Lessons from Baby Carrots, the Wanna Be Junk Food
Grocery shopping the other day, I was startled by the challenge thrown down by the baby carrots: Eat ‘em Like Junk Food. Wow! When you put it like that, baby carrots sound like the bad boys of produce.
Baby carrots are actually a cross between the practical – avoiding wasting the carrots that don’t look supermarket perfect – and marketing brilliance, as there is no such thing as a baby carrot, only a full-grown carrot peeled down to baby-size. According to a fascinating article by Fast Company, carrot consumption in the US doubled in the decade after baby carrots were introduced. (That quite an argument for chopping things down to bite-size.)
The same Fast Company article shares some facts we moms need to know. In developing an approach for carrots, agency employees observed suburban moms unpacking groceries and noted:
- Kids seldom go to the refrigerator for snacks; instead, they go to the cupboard or pantry
- One insightful kid called the vegetable drawer the “Drawer of death.” Isn’t it the truth? How many things have you found that perished in the back of that drawer?
- Baby carrots are usually visible, out on a shelf, which is an advantage over regular carrots and probably other veggies.
I admit this carrots-as-junk food concept has got me thinking differently about this humble root vegetable. We are so used to Cheetos and Doritos, we take for granted that carrots are already neon orange. They can be eaten directly out of the bag and are fun to dip.
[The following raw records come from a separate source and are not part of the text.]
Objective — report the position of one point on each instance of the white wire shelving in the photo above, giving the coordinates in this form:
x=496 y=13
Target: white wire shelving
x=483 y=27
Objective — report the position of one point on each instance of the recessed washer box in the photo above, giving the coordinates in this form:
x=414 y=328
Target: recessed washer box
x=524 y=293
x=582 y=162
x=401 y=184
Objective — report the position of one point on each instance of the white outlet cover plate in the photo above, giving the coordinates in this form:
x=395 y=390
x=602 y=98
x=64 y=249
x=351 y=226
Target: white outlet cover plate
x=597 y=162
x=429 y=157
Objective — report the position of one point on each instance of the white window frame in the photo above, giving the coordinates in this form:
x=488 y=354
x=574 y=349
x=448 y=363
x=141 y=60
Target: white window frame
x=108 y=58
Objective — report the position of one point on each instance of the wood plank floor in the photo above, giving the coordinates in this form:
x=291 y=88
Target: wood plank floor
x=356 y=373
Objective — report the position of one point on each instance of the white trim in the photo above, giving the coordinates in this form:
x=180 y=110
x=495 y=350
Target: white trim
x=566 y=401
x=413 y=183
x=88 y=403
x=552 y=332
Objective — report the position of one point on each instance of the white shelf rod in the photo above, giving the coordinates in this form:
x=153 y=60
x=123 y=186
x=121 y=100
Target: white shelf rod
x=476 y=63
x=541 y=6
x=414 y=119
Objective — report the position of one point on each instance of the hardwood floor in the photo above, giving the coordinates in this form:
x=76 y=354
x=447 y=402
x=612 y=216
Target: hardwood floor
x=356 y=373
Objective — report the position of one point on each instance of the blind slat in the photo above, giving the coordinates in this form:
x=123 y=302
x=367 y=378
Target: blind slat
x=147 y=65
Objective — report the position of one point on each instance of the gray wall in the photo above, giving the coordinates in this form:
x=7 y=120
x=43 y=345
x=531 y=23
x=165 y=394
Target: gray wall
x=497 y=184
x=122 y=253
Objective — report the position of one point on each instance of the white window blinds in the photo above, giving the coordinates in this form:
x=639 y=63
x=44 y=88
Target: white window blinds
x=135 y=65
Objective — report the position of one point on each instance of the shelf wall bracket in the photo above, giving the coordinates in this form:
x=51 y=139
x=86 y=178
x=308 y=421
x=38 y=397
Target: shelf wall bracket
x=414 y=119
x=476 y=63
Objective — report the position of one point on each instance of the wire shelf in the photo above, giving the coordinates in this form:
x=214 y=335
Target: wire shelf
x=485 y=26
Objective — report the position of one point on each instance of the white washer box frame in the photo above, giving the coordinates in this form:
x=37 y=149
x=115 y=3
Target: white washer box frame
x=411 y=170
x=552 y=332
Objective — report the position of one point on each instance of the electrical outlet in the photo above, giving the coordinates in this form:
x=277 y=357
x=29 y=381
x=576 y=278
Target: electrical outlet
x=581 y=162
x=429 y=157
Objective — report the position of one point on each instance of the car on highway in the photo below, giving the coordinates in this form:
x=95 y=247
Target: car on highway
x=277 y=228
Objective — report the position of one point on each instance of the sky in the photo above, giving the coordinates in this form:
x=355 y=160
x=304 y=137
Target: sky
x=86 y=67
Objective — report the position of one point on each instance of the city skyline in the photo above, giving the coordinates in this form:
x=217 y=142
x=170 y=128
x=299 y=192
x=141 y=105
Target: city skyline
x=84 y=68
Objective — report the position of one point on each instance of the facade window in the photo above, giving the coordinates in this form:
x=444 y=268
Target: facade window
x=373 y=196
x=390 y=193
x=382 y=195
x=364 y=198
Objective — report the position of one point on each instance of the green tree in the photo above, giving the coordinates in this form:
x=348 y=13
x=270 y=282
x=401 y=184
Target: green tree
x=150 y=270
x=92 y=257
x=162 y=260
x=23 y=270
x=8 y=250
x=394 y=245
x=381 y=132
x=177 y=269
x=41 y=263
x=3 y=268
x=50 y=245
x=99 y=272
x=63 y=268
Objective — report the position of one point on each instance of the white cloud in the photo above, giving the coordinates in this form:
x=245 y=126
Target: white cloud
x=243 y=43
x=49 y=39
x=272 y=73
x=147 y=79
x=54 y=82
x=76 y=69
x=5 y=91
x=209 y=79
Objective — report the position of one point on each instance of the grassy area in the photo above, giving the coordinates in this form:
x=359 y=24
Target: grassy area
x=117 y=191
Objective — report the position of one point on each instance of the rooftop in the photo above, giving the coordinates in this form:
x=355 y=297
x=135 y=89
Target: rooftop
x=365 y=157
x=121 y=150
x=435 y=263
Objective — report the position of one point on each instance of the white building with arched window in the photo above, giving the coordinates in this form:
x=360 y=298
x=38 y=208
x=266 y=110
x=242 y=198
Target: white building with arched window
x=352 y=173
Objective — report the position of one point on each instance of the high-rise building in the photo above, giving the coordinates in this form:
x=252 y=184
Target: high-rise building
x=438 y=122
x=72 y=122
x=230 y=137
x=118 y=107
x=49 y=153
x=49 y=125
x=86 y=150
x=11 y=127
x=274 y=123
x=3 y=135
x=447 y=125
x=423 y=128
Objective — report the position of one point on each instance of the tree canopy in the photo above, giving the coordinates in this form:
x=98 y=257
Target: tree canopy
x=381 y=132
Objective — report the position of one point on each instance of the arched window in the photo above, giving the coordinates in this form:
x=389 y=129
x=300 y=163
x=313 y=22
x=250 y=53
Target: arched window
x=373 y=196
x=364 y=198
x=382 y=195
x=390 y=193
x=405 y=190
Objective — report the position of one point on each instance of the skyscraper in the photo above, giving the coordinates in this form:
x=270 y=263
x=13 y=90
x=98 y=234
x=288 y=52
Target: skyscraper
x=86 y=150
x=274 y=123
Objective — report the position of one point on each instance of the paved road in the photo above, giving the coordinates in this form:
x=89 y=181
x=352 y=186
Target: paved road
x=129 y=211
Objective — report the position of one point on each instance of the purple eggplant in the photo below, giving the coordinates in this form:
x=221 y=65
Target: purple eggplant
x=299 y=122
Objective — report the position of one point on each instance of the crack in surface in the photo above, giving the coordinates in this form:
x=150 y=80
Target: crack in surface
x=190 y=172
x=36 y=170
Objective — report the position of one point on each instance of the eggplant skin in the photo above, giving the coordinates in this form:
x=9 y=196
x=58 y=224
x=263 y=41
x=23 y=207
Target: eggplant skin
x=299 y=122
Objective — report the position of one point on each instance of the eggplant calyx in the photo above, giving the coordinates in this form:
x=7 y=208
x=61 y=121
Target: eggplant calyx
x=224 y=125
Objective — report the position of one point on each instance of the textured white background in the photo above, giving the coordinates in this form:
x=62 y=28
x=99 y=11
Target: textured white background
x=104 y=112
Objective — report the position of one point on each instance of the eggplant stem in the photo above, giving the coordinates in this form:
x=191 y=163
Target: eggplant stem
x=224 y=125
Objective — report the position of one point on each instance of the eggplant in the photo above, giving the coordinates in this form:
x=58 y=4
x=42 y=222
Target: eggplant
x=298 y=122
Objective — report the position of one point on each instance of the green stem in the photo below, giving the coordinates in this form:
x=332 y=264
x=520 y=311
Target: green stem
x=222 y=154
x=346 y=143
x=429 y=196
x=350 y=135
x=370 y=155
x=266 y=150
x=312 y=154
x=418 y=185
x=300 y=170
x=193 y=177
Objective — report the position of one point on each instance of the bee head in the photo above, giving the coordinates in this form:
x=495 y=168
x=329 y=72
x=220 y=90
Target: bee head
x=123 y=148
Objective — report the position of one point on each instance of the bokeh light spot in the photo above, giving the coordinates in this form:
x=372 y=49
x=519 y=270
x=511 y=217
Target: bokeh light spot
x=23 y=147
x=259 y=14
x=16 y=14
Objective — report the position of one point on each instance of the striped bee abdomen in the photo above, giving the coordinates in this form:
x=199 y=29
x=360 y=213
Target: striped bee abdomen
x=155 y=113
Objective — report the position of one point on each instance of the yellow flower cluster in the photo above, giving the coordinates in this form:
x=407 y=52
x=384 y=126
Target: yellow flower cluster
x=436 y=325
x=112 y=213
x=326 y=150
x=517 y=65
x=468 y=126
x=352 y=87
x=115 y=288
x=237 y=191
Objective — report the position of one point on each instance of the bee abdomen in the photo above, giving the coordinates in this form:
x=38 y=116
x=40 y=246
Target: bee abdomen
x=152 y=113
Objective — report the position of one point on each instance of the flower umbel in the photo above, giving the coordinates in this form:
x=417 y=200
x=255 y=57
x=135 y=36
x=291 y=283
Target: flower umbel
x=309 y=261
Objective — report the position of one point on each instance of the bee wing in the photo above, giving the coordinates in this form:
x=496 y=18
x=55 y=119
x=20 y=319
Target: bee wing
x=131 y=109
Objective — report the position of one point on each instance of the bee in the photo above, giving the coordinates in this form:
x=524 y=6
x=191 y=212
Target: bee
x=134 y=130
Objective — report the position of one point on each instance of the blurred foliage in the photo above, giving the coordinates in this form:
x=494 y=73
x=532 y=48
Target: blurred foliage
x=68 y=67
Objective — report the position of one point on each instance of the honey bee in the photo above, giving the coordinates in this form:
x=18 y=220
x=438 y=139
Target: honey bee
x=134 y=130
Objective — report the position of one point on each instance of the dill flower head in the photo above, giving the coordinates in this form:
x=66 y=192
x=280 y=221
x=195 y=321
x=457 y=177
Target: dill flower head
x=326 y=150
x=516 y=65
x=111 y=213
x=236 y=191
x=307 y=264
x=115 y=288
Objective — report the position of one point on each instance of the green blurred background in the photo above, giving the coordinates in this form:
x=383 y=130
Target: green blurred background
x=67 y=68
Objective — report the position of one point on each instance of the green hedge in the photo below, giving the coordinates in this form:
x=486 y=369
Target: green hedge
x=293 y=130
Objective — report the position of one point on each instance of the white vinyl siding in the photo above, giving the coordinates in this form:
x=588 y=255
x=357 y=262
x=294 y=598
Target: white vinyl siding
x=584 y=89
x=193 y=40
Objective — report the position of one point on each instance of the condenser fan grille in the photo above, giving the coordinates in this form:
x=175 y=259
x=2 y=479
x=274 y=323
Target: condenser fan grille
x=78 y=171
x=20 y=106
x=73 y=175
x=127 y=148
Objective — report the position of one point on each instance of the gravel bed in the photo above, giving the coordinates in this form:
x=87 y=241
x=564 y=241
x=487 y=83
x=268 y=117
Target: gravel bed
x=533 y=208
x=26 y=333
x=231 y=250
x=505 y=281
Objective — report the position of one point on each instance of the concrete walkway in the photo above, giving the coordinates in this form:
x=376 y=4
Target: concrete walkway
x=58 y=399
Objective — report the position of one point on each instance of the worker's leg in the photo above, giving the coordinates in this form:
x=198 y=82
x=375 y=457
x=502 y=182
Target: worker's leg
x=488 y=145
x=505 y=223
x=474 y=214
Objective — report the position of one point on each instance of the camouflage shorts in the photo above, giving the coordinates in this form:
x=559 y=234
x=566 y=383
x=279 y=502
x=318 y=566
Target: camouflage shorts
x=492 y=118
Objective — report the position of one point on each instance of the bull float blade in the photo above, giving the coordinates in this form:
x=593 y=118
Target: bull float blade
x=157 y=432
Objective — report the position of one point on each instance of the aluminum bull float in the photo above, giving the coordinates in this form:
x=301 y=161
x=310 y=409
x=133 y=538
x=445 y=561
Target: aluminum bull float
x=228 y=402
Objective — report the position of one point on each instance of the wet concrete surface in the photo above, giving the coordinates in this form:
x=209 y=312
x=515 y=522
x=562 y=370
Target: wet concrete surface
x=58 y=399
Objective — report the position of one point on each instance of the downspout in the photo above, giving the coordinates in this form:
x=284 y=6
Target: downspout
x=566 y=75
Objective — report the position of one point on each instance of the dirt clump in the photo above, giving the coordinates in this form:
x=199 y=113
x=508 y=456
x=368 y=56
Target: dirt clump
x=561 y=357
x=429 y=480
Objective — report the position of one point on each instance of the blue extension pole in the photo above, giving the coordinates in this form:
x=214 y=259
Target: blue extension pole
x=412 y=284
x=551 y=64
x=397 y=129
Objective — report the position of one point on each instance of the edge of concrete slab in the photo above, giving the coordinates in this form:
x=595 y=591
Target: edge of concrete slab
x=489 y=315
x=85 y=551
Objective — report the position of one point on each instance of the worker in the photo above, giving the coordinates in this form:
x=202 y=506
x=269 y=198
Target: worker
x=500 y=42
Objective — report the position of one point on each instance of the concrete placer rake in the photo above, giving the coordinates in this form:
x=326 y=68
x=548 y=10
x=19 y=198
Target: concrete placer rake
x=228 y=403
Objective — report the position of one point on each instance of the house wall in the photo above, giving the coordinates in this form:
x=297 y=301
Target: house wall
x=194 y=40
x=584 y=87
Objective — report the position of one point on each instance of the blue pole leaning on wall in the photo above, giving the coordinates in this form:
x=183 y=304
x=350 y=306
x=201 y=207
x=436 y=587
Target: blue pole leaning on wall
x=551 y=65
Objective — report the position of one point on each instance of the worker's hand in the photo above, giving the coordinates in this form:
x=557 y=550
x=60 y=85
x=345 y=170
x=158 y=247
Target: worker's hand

A little flashy packaging (which is in the works) and they might look almost as exciting as the other stuff that is sold in the check-out aisle.
The day your kids start begging you for a bag of carrots, you’ll know the junk food campaign was successful. In the meantime, 1) Get your veggies out of the drawer of death and onto a shelf, and 2) steer your kids to the fridge rather than the pantry.